Diantara nama-nama sesepuh masyarakat Betawi dan sesepuh lainnya dari berbagai kalangan yang banyak memberikan dukungan awal dalam sejarah lahir dan berkembangnya pesantren Nahdlatul Wathan Jakarta adalah H. Rahman Agam (alm), H. Taim, H.Sutopo (alm), H.Anwar (alm), H.Heru (alm), H. Samang Gafin (alm), Jamin Sudarmin (alm) dan Ibu Sudarmin, H. Zubaidi (alm), H. Sakim (alm), Ibu Yakut (alm), H. Nayar (alm), H. Jaba (alm) dan lain-lainnya yang tidak bisa penulis sebutkan secara rinci dan umumnya juga sudah banyak yang telah meninggal dunia. Semoga segala amal ibadahnya diterima oleh Allah subhanahu wa ta`ala. Amin

Masyarakat muslim Indonesia, memang pada umumnya juga mayoritas menganut faham Ahlussunnah Wal Jama`ah. Dalam bidang tauhid merujuk pada Imam Abu Hasan Ali al-`Asya`arid an Imam Abu Mansur al-Maturidi. Sementara dalam bidang Fiqh, merujuk pada salah satu Imam Madzhab yang empat, yaitu Imam Hanafi, Imam Maliki, Imam Syafi`I dan Imam Hambali. Dan khusus dalam bidang tasawuf, merujuk pada Syaikh Abdul Qadir al-Jailani atau Imam al-Ghazali.
Dalam konteks ini, Nahdlatul Wathan (NW) secara organisatoris adalah merupakan salah satu organisasi kemasyarakatan Islam yang memperjuangkan ideologi atau faham Ahlussunnah Wal Jama`ah , yang dalam bidang tauhid merujuk pada Imam Abu Hasan Ali al-Asya`ari dan Imam Abu Mansur al-Maturidi. Sementara dalam bidang Fiqh, merujuk pada salah satu Imam Madzhab Yang empat juga, yaitu Imam Syafi`i radhiallaahu `anhu. Dan khusus dalam bidang tasawuf, merujuk pada tasawufnya Imam al-Ghazali radhiallaahu `anhu.
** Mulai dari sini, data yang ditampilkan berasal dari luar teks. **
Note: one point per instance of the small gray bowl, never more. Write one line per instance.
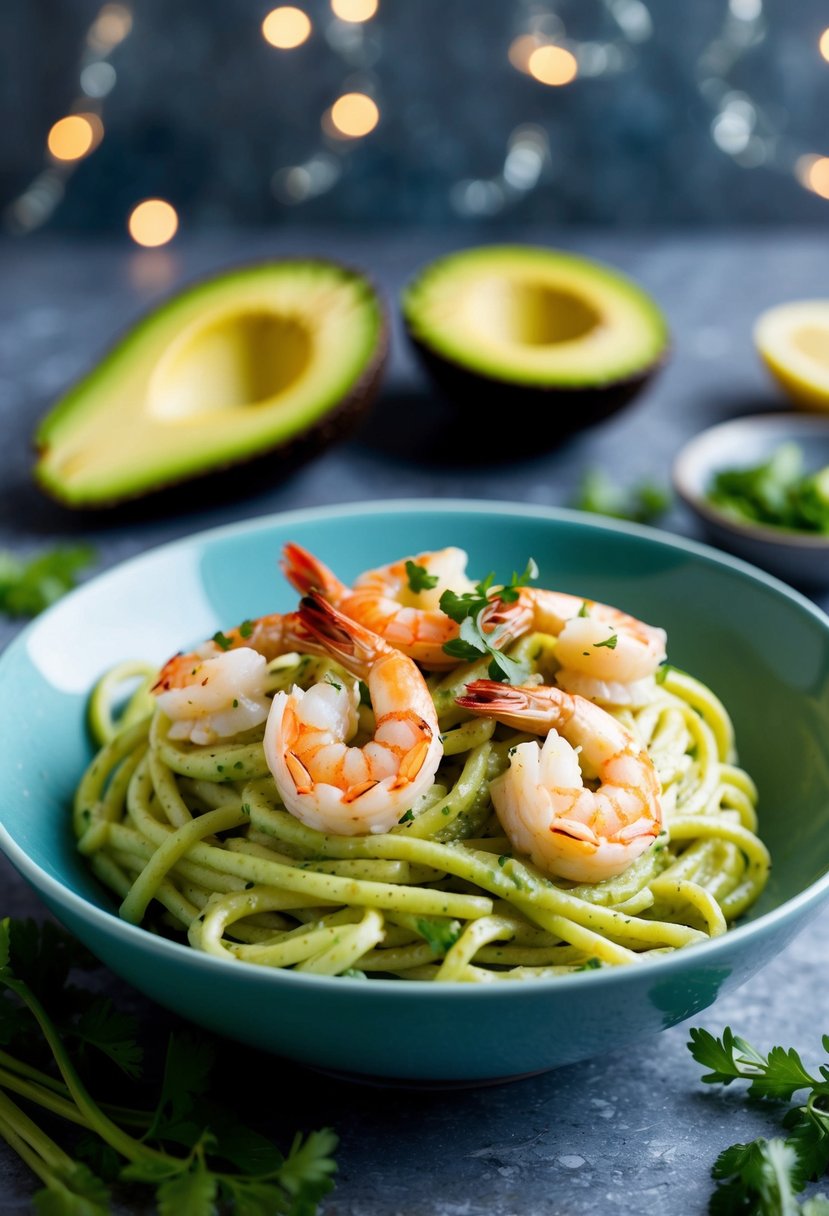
(798, 557)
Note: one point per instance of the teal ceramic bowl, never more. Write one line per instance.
(761, 646)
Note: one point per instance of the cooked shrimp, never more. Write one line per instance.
(383, 601)
(218, 690)
(321, 780)
(604, 653)
(541, 800)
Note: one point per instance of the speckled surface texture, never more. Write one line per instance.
(632, 1132)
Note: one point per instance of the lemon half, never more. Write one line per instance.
(793, 341)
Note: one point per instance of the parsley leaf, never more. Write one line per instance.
(122, 1143)
(763, 1176)
(29, 586)
(419, 578)
(440, 934)
(776, 493)
(599, 495)
(474, 641)
(610, 642)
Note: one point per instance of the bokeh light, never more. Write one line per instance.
(813, 173)
(112, 26)
(823, 44)
(286, 27)
(74, 136)
(354, 10)
(353, 116)
(552, 65)
(152, 223)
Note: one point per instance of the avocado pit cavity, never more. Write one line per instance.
(231, 362)
(529, 314)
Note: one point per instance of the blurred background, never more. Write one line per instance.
(376, 112)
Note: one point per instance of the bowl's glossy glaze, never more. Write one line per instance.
(762, 647)
(801, 558)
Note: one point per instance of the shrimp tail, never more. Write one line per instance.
(535, 708)
(514, 619)
(305, 573)
(351, 643)
(490, 697)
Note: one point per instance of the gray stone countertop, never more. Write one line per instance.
(633, 1131)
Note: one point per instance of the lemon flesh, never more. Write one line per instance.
(793, 341)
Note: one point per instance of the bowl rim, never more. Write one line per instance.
(120, 932)
(688, 459)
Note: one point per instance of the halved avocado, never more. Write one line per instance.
(517, 325)
(278, 358)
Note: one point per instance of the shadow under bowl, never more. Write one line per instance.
(763, 648)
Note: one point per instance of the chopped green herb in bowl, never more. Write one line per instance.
(778, 491)
(760, 488)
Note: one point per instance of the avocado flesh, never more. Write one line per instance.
(246, 362)
(534, 317)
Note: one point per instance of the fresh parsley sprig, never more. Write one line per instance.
(29, 586)
(765, 1176)
(195, 1153)
(474, 641)
(599, 495)
(419, 578)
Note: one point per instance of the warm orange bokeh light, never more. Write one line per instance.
(353, 116)
(817, 175)
(73, 136)
(354, 10)
(552, 65)
(152, 223)
(286, 27)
Dengan demikian, setiap santri atau siswa-siswi dan jamaahnya yang belajar, menimba ilmu pengetahuan di madrasah-madrasah Nahdlatul Wathan umumnya dan pesantren Nahdlatul Wathan Jakarta khususnya, maka dengan sendirinya para guru-guru dan kyai yang mengajarkannya, adalah menerapkan model keIslaman yang mengarah pada ideologi atau faham Ahlussunnah Wal Jama`ah, yang dalam bidang tauhid merujuk pada Imam Abu Hasan Ali al-`Asya`arid an Imam Abu Mansur al-Maturidi. Sementara dalam bidang Fiqh, merujuk pada salah satu Imam Madzhab Yang empat juga, yaitu Imam Syafi`i radhiallaahu `anhu. Dan khusus dalam bidang tasawuf, merujuk pada tasawufnya Imam al-Ghazali tersebut.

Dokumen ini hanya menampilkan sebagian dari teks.